MUSTAFA Kemal Öncel isimli vatandaşın Başbakan
Tayyip Erdoğan’a
"Hangi yüzle geliyor buraya?" diye bağırması üzerine Başbakan’ın
"Artistlik yapma lan" deyip hemen arkasından da
"Hadi ananı al git buradan" demesini hepimiz yadırgadık, böyle sözlerin bir başbakana hiç yakışmadığını söyledik.
"Başbakan’a da böyle hitap edilmez ki" diye düşünenlerimiz de oldu ama geçmişten gelen bazı gerçekleri gözardı
ettik: Sıradan insanların devlet büyüklerine vaktiyle istediklerini söylediklerini, üstelik eski devlet adamlarına çok daha ağır sözlerin edildiğini...
Padişahlar bir zamanların en kudretli kişileriydi ama onları da zaman zaman eleştirenler yahut yollarını kesip ağızlarına geleni söyleyenler çıkardı fakat o günlerle bugünler arasında bir fark vardı: Devlet adamlarına karşı gerektiğinde son derece sert olan hükümdar, icraatı ile ilgili olarak kendisini eleştiren kişi halktan biri olunca eski bir geleneğe,
"Halkın, hükümdarlara Allah’ın emaneti olduğu" tavsiyesine uyar, kendisini alenen eleştirene dokunmaz, hatta işi duymazlığa getirir ama hoşnutsuzluğun sebebini de hemen öğrenmeye çalışırdı.
İşte, Osmanlı’nın son yüzyıllarında, sıradan insanların zamanın hükümdarlarına yaptıkları protestolardan birkaç örnek:
TIMARHANEYE AKINÜçüncü Selim, 1790’ların sonunda, cuma namazını kılmak için gittiği Mahmudpaşa Camii’nden çıkıp kalabalık
maiyetiyle Topkapı Sarayı’na döndüğü sırada Cağaloğlu’nda esrardan ayakta duramayacak hále gelmiş olan
Sabri isimli bir Bektaşi dervişiyle karşılaştı.
Derviş, hükümdarın yolunu keserek
"Seninle şeriat dávam var!" diye bağırdı. Padişahın muhafızları adamı itip kakmaya başlayınca
Üçüncü Selim müdahale edip dervişi bıraktırdı ve
"Nedir dávan, söyle!" dedi.
Derviş Sabri, padişaha
"Böyle dava yol üzerinde görülmez.
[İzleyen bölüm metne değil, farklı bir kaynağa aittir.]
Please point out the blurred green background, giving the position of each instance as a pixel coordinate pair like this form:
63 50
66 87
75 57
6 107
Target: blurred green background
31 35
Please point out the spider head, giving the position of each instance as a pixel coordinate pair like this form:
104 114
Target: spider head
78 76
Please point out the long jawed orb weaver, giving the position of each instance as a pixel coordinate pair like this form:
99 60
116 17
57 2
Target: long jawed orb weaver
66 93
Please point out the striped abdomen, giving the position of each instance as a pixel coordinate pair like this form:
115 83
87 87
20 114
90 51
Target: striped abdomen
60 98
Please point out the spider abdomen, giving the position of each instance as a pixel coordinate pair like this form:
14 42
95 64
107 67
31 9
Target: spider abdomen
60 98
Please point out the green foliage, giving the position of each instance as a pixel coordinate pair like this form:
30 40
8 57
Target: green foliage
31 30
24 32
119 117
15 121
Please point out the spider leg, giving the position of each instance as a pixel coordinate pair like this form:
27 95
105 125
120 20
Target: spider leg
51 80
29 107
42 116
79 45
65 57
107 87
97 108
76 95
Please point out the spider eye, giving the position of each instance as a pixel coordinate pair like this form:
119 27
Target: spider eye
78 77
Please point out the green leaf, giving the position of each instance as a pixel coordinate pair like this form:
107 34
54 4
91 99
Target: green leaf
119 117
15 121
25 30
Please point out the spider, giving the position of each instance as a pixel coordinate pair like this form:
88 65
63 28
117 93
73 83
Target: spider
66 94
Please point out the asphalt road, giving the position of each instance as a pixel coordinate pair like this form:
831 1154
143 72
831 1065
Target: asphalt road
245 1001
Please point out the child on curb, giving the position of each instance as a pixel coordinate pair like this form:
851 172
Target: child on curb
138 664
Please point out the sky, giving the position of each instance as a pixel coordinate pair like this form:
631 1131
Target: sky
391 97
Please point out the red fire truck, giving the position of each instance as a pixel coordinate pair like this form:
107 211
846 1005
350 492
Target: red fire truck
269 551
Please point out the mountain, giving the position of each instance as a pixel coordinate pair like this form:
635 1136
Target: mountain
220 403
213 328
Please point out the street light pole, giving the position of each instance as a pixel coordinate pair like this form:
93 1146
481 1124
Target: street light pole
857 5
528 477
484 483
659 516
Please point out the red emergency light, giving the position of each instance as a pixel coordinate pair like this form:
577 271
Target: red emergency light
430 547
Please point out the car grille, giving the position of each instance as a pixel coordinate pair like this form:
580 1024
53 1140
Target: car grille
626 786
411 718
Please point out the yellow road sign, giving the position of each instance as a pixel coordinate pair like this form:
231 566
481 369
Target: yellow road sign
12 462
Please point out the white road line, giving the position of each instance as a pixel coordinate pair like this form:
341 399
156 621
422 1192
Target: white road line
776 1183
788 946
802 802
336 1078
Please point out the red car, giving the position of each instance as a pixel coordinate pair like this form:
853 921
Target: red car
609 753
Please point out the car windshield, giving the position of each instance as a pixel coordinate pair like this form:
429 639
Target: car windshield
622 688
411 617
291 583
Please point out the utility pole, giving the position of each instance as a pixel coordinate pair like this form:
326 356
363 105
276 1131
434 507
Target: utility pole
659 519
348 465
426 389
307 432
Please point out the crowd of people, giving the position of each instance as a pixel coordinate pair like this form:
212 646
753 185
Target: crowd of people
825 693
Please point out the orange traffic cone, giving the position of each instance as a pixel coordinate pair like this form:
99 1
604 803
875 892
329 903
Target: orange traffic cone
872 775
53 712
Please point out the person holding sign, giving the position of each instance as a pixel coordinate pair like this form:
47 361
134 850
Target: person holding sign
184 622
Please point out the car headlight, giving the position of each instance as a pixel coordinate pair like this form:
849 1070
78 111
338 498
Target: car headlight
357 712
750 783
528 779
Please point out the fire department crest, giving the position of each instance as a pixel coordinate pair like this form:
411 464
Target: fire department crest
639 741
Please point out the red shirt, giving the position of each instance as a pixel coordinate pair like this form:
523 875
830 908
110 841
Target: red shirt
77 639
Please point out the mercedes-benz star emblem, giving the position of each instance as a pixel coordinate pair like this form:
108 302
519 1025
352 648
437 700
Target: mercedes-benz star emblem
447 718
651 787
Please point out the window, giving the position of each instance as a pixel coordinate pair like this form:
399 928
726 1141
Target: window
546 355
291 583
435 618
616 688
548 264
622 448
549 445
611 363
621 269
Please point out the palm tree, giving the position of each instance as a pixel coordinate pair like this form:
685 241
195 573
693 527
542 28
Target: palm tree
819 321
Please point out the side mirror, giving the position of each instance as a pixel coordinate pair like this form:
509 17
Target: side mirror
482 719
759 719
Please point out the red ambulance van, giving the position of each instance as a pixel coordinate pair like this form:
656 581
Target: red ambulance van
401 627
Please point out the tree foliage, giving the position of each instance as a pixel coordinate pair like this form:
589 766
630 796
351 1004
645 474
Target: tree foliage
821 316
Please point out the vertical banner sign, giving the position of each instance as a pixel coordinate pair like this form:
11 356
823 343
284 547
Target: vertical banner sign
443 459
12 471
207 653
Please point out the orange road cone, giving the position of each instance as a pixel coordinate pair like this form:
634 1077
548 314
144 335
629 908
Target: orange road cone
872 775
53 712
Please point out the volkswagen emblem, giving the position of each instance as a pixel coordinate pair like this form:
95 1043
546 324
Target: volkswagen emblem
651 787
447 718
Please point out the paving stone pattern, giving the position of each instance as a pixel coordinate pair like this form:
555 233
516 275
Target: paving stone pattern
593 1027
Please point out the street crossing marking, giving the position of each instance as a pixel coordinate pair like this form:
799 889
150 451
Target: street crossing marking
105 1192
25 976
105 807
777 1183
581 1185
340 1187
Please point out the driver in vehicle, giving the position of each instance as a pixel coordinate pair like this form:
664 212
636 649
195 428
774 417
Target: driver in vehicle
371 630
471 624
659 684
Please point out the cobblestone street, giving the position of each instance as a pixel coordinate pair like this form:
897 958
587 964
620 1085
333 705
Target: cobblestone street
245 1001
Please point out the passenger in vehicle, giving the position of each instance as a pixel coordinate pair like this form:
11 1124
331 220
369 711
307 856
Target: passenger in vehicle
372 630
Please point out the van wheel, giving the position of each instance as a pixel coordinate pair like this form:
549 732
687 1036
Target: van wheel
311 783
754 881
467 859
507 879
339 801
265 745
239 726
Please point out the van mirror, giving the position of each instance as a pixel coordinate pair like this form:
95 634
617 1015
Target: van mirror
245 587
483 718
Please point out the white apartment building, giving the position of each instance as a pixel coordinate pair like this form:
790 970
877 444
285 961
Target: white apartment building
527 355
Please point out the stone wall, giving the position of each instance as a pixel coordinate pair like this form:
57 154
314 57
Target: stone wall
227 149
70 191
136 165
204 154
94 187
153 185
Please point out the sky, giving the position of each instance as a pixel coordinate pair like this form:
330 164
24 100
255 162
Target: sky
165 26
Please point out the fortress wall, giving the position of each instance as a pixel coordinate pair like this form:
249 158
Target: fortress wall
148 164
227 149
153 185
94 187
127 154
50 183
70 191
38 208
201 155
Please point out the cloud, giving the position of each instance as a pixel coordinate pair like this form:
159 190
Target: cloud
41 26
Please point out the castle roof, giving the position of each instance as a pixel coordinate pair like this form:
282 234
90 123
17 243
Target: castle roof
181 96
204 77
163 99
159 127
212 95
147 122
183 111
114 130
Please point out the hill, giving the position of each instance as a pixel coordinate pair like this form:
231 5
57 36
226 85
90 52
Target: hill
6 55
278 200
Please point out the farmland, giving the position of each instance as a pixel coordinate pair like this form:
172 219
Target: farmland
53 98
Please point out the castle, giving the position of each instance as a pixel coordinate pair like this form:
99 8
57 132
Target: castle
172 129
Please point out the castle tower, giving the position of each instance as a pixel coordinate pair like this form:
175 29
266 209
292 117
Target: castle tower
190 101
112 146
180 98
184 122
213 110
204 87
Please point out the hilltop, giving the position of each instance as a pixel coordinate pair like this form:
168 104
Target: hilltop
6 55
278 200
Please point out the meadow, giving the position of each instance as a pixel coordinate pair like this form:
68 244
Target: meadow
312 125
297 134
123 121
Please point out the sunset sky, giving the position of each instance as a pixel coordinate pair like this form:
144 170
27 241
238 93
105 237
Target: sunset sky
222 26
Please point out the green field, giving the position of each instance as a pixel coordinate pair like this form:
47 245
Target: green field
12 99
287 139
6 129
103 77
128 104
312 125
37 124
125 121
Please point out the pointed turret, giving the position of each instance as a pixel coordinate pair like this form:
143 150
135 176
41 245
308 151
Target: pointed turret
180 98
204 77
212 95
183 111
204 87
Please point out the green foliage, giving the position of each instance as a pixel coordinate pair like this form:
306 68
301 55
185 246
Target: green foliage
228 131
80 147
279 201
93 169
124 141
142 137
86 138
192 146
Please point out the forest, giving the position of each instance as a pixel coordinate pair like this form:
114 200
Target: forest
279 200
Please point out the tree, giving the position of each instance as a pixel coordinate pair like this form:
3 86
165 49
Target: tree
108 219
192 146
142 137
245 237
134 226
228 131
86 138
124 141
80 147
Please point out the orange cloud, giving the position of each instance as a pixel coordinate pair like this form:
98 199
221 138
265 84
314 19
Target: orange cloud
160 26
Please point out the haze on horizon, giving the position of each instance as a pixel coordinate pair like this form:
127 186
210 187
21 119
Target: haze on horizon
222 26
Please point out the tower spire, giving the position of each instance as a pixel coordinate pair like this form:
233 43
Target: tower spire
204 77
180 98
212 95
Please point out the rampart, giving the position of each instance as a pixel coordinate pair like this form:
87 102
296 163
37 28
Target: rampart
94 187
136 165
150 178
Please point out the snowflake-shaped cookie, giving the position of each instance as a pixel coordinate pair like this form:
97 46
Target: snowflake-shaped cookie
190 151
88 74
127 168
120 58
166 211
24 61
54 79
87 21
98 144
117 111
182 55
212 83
Allah’ın emrine razı isen, bir yer seç" diye gayet cesur bir cevap verince, padişah
"Bu adamı vekilim olan sadrazama götürün" diye emretti.
Sadrazam dervişle konuşmaya başladı, daha ilk anda adamın deli olduğunu anladı, Sultanahmet’teki timarhaneye gönderdi ve asıl komiklikler işte bundan sonra başladı.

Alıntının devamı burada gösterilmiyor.